Im am a firm beliver of "do what you love/are passionate about and the money will come" but i guess im still tryna figure out what that is exactly!!!
 
Remind yourself of your ultimate goal, like the main point that is a priority above all else -Peace

Make a daring acceptance of taking the direct route to it, reacknowledge what doesn't really matter.

Think of yourself stood on one side of the road, and your ultimate goal -peace is on the opposing side. Would a wise man fuckabout in the middle of the road?

"but it's not as simple as that" -thats one variation to the limitless possibilities of space which you would be experiencing, like many, but whats the opposite of not being simple? which by principle of space exists? 'simple' but for the equation to equal simple, it takes a certain type of equation.

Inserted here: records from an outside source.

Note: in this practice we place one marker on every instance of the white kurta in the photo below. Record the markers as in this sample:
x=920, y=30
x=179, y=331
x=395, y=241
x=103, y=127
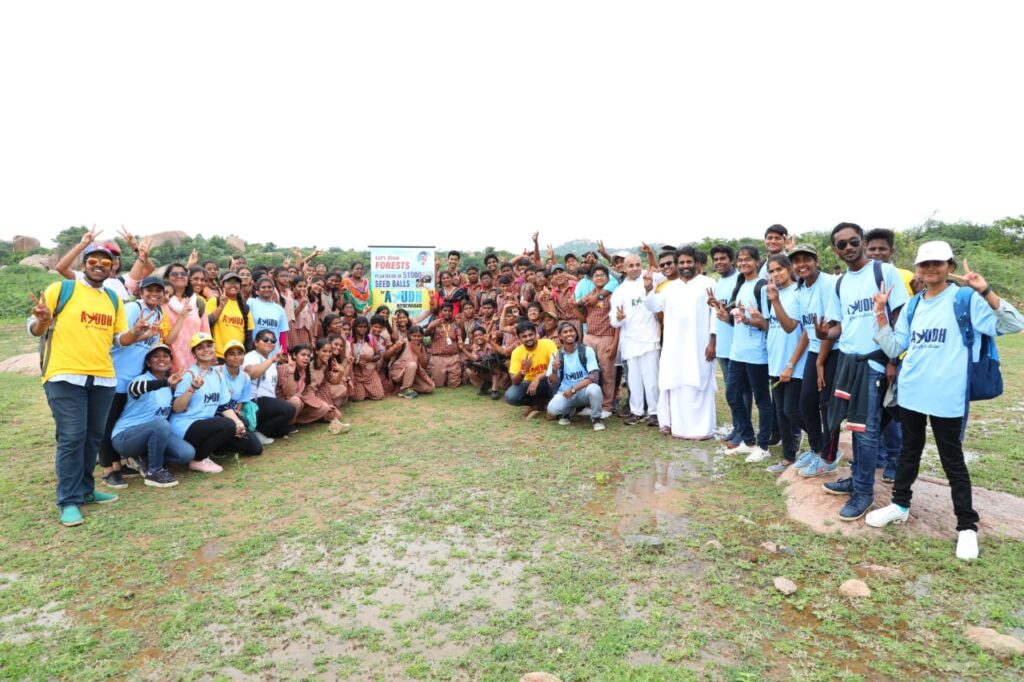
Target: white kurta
x=686, y=379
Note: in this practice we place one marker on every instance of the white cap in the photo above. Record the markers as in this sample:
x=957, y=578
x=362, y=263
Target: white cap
x=933, y=251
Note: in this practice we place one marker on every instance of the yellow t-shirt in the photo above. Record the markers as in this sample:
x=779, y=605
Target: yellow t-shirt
x=539, y=357
x=84, y=332
x=229, y=325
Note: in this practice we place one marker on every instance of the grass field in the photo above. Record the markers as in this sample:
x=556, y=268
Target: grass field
x=445, y=538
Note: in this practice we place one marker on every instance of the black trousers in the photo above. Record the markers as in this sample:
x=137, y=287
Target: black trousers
x=947, y=437
x=274, y=417
x=108, y=456
x=814, y=406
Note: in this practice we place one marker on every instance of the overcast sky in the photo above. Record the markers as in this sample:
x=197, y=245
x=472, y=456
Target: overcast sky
x=466, y=124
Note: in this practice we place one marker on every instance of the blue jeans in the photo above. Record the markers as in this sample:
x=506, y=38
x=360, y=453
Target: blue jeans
x=748, y=378
x=591, y=397
x=80, y=416
x=155, y=441
x=865, y=445
x=748, y=396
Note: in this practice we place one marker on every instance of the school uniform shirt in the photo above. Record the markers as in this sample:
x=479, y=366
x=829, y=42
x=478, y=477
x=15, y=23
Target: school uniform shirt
x=856, y=309
x=146, y=408
x=934, y=373
x=266, y=385
x=267, y=315
x=572, y=371
x=780, y=344
x=229, y=326
x=205, y=401
x=814, y=301
x=749, y=343
x=83, y=333
x=128, y=360
x=540, y=357
x=723, y=330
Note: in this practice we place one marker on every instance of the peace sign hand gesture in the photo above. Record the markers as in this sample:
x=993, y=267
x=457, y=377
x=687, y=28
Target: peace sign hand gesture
x=971, y=279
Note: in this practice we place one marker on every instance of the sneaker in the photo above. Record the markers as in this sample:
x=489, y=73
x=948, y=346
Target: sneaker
x=889, y=475
x=757, y=455
x=841, y=486
x=967, y=545
x=161, y=478
x=205, y=466
x=805, y=459
x=114, y=480
x=888, y=514
x=817, y=466
x=72, y=515
x=338, y=427
x=856, y=507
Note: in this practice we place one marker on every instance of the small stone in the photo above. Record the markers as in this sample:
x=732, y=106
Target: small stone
x=785, y=586
x=540, y=677
x=855, y=588
x=989, y=639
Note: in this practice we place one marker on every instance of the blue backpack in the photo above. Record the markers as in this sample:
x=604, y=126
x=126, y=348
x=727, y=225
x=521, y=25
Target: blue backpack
x=984, y=376
x=46, y=340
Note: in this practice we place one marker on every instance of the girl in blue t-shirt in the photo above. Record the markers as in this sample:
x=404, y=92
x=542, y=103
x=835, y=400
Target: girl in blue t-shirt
x=933, y=380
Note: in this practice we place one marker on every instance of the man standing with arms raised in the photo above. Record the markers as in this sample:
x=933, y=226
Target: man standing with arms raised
x=638, y=342
x=687, y=371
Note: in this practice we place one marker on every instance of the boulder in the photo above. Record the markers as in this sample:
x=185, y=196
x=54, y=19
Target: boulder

Trust me on this one, seriously, study what you refer to as fear, really think about it. Search and destroy that mother.

-no fear -open -allowing -flowing -knowing -positive -light -all bright -p e a c e

-fear -closed -not allowing -not flowing -not knowing -negative -not light -all dark -no peace

You see it??


Bless you man
 
oh, the fear. please, someone, solve it for me. I don't dare to see into the abyss.

how pathetic. my prison.
 
well ... excuse me .. I was coming down from an amazing festival weekend, where a glimpse of how things could be was felt, albeit in the festival bubble... no I do not expect anyone to solve it for me. merely, I was expressing a recurring frustration which I suspect is felt similarly by others here on the nexus.
indeed, i think you misunderstood cellux...

thanks space and soulman for your words.. I had not attributed fear to these feelings.. but of course fear and negativity are part of the same thing. it is sometimes just about jumping into the abyss...
 
No, no, sorry, my comment was about myself, not balaganist. It's me who is whining.

The fear you (Space) are talking about is in me, I identified it a long time ago. But I cannot conquer it. That's what I referred to as pathetic. I'm too dependent on the current working order of society. I have a family, children to feed so I don't dare to look into the depths of the problem because I'm afraid I might change then in such a way that would lead to irresponsible behavior and an abandonment of something that is very important to me. But by not conquering that fear, by living as a coward, I am poisoning my life and those around me (fortunately I can minimize the negative effects by being aware of the situation, but still it happens).

All the saints tell that if you follow your heart's wish, you will be fulfilled, but I simply cannot believe that enough to put everything at stake.

That's the prison I was talking about.
 
ah, please excuse me again then, I (we) misunderstood you!

well, having children is a stage I am yet to move into, although it is something I want. however, it is then that the pressures of society really mount up. but still, I believe we are still free to be who we want to be even with a family to feed.

conciousness expansion through spice, meditation and other means really can show us this... that we are just playing a game here on earth. you have the power to change the rules of Your game at any time. but... it is easier said than done.
as the great Bill Hicks said "Its just a ride..."

best wishes to you cellux. I think you should not be scared of irresponsible behaviour too much. of course you must look after your family. but looking after yourself and realising your potential in a loving way with your family I think is possible.

peace
 
soulman said:
balaganist said:
well ... excuse me .. I was coming down from an amazing festival weekends...

Were your post festival blues from the secret garden party mate?

yes indeed!!! wicked festival, my first year, def going again and dragging more mates along next time!
 
^^^^
Yeah it was brilliant wasnt it man.
It was my first time too but shall defo be goin back again.
Loved it.
I defo had the post festival blues after that bad boy though haha
 
Ahh sorry for that misunderstanding cellux, I really hope everything goes well for you. Something definitely needs to change. Hold on to whats important (ofcoarse) and let go of whats not.

I have this which runs through me when needed: "change what you can, and accept what you can't"

Either way, you'll be ok.

It's only a matter of time between you and peace.